Khusus di Provinsi Lampung, JTTS akan dibangun sepanjang sekitar 250 km dari Bakauheni Lampung Selatan hingga Mesuji, kabupaten yang berbatasan Sumatera Selatan.

Gubernur Lampung M Ridho Ficardo, dalam setiap kesempatan bertemu masyarakat, selalu membanggakan pembangunan jalan tol sebagai bukti kerjanya selama sekitar tiga tahun memimpin Lampung. Bahkan, proyek bernilai triliuan rupiah itu, menjadi andalan saat kampanye pilgub.

Sepintas tidak ada yang keliru dengan apa yang disampaikan Calon Petahana Gubernur Lampung nomor urut satu itu. Dan, mungkin saja banyak masyarakat Lampung yang percaya dengan apa yang diucapkan Ridho saat berkampanye.

Apalagi, proyek pembangunan jalan itu berlangsung pada saat Ridho menjabat sebagai Gubernur Lampung bersama wakil gubernur Bachtiar Basri.

Padahal, jelas, pembangunan jalan tol di Lampung -- bagian dari Jalan Tol Trans Sumatera-- adalah proyek pemerintah pusat yang akan `membelah` Pulau Sumatera dari Lampung hingga Aceh.

Untuk Tol Lampung, pembangunannya dimulai sejak 2015 yang terbagi menjadi sembilan bagian. Seluruh pembangunan tol Lampung dari Bakauheni sampai Mesuji ditargetkan selesai pada 2019.

Pemerintah menugaskan badan usaha milik negara (BUMN) PT Hutama Karya (Persero) sebagai kontraktor proyek tol Lampung. Pembangunannya dimulai dari ruas tol Bakauheni (Lampung Selatan) sampai Terbanggibesar (Lampung Tengah).

Proyek ini mendapatkan pinjaman kredit Rp8,067 triliun dari tujuh bank yakni Bank Mandiri, BNI, BCA, Bank CIMB Niaga, Bank Maybank Indonesia, Bank Permata, dan Bank ICBC Indonesia. 

Tetapi, bukankah ada peran pemerintah daerah? Tentu, ada. Terutama daerah yang wilayahnya terkena proyek jalan tol. Peran itu misalnya, dalam proses pembebasan lahan, yang mau tidak mau, harus melibatkan aparatur di daerah, mulai dari provinsi hingga ketua RT.

Namun, bukan berarti mega proyek pembangunan jalan berbayar itu hasil kerja pemerintah daerah, provinisi maupun kabupaten/kota. Karena keterlibatan aparatur pemerintah di daerah merupakan kewajiban untuk menyukseskan proyek pemerintah pusat. 

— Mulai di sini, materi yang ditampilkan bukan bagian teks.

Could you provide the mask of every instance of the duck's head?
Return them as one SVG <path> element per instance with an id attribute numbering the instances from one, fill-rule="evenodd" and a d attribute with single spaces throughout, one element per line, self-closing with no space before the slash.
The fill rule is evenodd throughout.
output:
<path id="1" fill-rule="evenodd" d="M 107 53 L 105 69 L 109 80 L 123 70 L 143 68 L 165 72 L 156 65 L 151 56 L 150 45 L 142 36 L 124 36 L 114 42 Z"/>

Artinya, siapa pun gubernur dan bupatinya, bahkan siapa pun lurah dan RT-nya, proyek serupa di daerah akan tetap berjalan. 

Sebenarnya, gubernur sebagai pemimpin tertinggi di provinsi, memiliki peluang terhadap setiap proyek pemerintah pusat di daerah agar bisa memberikan manfaat besar bagi daerah dan rakyatnya.

Misalnya terhadap proyek pembangunan jalan tol. Pemerintah daerah dapat meminta kepada pemerintah pusat agar ikutberperan dengan menjadi bagian dari pemilik perusahaan pengelola jalan tol. 

Dengan demikian, pemerintah daerah akan memperoleh tambahan PAD (pendapatan asli daerah) yang berasal dari pembagian hasil perusahaan pengelola jalan bebas hambatan itu. 

Dan, celakanya, hingga kini belum diketahui apa yang dilakukan Pemerintah Provinsi Lampung agar meperoleh manfaat maksimal dari pembangunan jalan tol.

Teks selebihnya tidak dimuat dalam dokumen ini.